Another somewhat similar experience contributed to my interest in ULF as a valuable way of making large photographs without sacrificing the power of a contact print. Clearing Winter Storm is my favorite Adams photograph. I was once so captivated by an 8x10 contact print of the image that I did not even notice the 16 x 20 (I think) enlargement hanging right above it until the gallerist brought it to my attention. The contact print had that kind of eclipsing power.
Hugo’s 8x10 contact prints apparently possessed something of that same eclipsing power, too, when they earned a first prize against more ambitious productions.
I simply see ULF as an especially valuable way to preserve the integrity and power of the contact print while making larger photographs. It really is quite axiomatic that enlargements exaggerate deficiencies or vulnerabilities of any kind in any negative. And to be sure, some negatives do not hold up well at all to enlargement. But these are reasons to make contact prints –not to dismiss them –and to struggle to find ways of preserving the sublimity of a contact print in larger photographs.
Last edited by Durst L184; 29-Jul-2023 at 10:35.
Art is true of all times. If one must call a work contemporary, then it's propaganda.
I don't think you'll get much argument around here that contact prints aren't sublime. And if you want bigger contact prints, you'll need to use bigger film. Did I miss something?

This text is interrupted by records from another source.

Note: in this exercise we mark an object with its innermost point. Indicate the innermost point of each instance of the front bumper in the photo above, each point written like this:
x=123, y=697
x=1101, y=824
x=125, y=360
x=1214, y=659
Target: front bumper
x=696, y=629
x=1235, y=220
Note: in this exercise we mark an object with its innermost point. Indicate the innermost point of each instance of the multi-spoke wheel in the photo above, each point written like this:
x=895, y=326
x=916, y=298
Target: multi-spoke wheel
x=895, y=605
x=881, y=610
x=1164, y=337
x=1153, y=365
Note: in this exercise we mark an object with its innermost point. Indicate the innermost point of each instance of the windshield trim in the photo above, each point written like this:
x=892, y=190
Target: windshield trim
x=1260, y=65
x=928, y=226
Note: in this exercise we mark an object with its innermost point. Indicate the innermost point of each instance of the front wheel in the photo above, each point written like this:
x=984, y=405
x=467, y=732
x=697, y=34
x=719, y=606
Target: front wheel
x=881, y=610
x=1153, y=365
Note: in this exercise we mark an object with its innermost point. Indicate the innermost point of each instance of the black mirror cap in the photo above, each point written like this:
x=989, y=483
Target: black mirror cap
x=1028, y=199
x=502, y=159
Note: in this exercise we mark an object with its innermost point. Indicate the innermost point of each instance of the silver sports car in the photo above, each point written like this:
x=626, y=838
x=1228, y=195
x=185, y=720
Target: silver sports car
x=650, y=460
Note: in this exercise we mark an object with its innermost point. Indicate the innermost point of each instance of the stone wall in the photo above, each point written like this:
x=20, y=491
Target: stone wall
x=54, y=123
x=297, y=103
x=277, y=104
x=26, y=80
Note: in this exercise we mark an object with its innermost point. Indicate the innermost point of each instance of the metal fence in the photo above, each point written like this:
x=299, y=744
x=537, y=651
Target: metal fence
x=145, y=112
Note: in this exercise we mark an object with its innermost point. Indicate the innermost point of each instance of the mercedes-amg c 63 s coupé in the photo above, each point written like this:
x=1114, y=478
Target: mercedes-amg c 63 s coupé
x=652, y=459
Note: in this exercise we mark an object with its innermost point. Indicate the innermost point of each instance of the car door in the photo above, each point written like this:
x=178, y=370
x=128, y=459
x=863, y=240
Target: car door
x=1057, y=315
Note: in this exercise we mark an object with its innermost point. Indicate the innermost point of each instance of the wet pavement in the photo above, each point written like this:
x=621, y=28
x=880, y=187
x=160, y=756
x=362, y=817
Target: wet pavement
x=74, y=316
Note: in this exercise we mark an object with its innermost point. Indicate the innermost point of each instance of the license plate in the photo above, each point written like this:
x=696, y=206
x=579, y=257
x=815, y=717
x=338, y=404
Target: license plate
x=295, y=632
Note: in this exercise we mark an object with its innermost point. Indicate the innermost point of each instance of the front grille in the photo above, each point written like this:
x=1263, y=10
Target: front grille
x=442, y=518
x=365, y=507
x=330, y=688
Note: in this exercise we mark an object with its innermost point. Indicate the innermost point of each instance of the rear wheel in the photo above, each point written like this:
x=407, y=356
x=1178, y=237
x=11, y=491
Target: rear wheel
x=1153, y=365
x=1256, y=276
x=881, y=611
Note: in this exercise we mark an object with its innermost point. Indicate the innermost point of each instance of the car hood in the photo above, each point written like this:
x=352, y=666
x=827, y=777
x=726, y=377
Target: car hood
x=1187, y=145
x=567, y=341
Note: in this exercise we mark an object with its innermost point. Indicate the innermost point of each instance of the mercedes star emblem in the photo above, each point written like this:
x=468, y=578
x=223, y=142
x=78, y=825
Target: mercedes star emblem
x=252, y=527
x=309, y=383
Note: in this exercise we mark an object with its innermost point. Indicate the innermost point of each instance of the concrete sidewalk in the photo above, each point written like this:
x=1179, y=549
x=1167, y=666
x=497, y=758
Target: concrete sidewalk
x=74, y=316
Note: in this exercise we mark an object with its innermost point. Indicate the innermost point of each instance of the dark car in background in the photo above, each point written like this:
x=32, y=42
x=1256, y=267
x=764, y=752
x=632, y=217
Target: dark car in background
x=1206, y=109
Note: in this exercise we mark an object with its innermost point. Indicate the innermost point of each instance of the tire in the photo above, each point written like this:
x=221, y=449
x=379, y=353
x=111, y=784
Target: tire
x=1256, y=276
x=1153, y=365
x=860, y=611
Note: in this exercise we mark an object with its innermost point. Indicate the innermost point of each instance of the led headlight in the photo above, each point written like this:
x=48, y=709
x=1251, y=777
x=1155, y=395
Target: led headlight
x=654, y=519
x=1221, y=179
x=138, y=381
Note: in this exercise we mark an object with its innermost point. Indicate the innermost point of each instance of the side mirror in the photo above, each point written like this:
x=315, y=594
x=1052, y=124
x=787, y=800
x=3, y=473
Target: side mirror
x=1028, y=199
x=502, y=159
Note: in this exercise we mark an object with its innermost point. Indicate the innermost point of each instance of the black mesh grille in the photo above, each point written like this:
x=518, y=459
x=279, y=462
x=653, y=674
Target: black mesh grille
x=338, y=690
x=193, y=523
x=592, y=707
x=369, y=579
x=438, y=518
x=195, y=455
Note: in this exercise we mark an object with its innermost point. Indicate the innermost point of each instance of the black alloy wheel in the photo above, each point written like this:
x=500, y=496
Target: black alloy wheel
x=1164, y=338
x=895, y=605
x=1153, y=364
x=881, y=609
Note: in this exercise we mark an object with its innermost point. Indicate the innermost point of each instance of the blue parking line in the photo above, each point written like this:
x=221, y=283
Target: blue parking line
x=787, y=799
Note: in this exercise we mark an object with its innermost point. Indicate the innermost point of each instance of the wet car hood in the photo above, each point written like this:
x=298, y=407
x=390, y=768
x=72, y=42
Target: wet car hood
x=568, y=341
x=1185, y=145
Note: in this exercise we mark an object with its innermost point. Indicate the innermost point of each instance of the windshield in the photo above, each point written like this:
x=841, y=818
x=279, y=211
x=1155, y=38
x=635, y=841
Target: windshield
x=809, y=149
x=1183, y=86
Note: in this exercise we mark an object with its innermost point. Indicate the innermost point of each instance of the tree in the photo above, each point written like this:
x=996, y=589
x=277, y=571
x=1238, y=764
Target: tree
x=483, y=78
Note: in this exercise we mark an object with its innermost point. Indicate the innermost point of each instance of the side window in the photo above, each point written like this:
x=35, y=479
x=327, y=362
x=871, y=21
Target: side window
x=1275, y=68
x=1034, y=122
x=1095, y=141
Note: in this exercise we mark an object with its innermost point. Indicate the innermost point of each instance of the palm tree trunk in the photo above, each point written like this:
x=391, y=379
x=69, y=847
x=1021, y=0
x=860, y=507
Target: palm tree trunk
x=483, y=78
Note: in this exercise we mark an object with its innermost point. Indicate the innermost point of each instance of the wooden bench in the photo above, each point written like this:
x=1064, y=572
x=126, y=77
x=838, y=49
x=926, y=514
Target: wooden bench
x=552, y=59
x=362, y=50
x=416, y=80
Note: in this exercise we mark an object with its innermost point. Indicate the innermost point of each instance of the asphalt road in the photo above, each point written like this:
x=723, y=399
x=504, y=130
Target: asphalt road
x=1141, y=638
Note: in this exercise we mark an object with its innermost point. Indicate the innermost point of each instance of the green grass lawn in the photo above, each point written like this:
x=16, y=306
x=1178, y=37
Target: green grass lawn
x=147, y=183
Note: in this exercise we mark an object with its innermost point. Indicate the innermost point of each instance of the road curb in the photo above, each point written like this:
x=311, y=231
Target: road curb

Read Drew Wiley. He made some interesting remarks in response to my articulation of reasons for my interest in ULF. The thread of course is a real enough query about the value ("real untility") of using bigger film as you put it. But I certainly share your perplexity that anyone might take strong exception to the principle of preserving the sublimity of a contact print by using larger film to make larger photographs -- or even question the principle for that matter.
Art is true of all times. If one must call a work contemporary, then it's propaganda.
Drew's workflow is to make enlargements. That is how he wants his work presented (to whom I don't know). Different people have different objectives with their photography. Pursue yours.